Project Design: Using the Model for Improvement methodology, we identified key drivers of change and implemented Plan-Do-Study-Act (PDSA) cycles starting with N=1 trials and ramping to unit-wide tests. To address known barriers, our efforts focused on enhanced collaboration & communication between physician and coding teams, team education, IT solutions including electronic medical record (EMR)-based templates and tools to maximize efficiency, and real-time physician support and case review from a coder with domain expertise in pediatric cardiac care. Our primary outcome metric was relative value units (RVUs)/patient hospital day. Our primary balance measure was concordance between physician selected level of service vs. coder review. All materials were reviewed and approved by institutional revenue cycle and compliance departments. Statistical process control (run, xbar, and s charts) were used to analyze change over time in the pre- (18 months) vs. post- (12 months) intervention period.

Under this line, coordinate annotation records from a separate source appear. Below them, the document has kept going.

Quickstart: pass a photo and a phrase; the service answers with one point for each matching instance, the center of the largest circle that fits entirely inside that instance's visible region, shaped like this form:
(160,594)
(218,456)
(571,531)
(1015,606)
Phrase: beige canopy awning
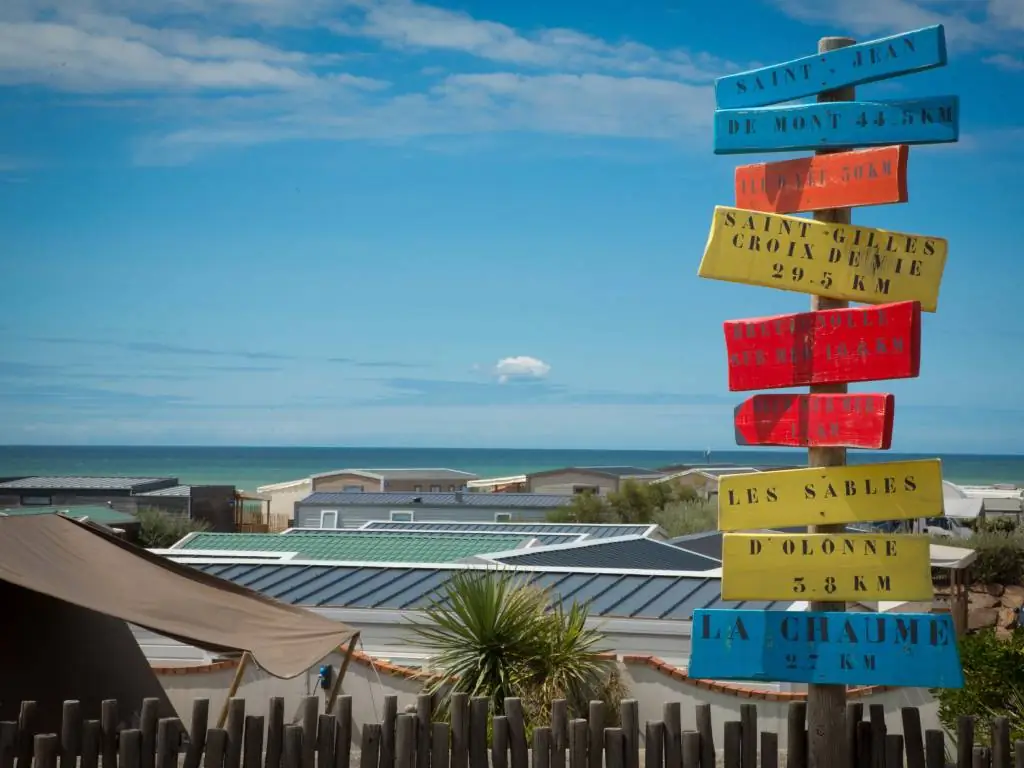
(85,565)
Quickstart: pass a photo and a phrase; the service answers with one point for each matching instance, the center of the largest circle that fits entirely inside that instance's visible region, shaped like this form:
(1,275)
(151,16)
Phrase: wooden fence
(417,739)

Results: A total of 6465 patient days were analyzed from June 1 2021 to May 31 2022. The pre-intervention baseline was 1.4 RVUs/patient day. In the first month post-intervention, there was an increase outside of 3-sigma control limits indicating a significant change early in the intervention. Through 12 months of intervention, RVUs/patient day increased by 57% to 2.2 RVUs/patient day with a 441% increase in intensive care and 379% increase in critical care billing, and >$500,000 overall in excess revenue. The most common discordance between physician and expert coding review remains under-coding by the physician.

Conclusion: Using Model for Improvement methods and a multifaceted approach including enhanced education, collaboration & communication, and EMR-based IT solutions, our intervention was successful in enhancing appropriate capture of acuity and downstream revenue on the acute care unit. Ongoing efforts are utilizing similar methods across other areas of the heart center.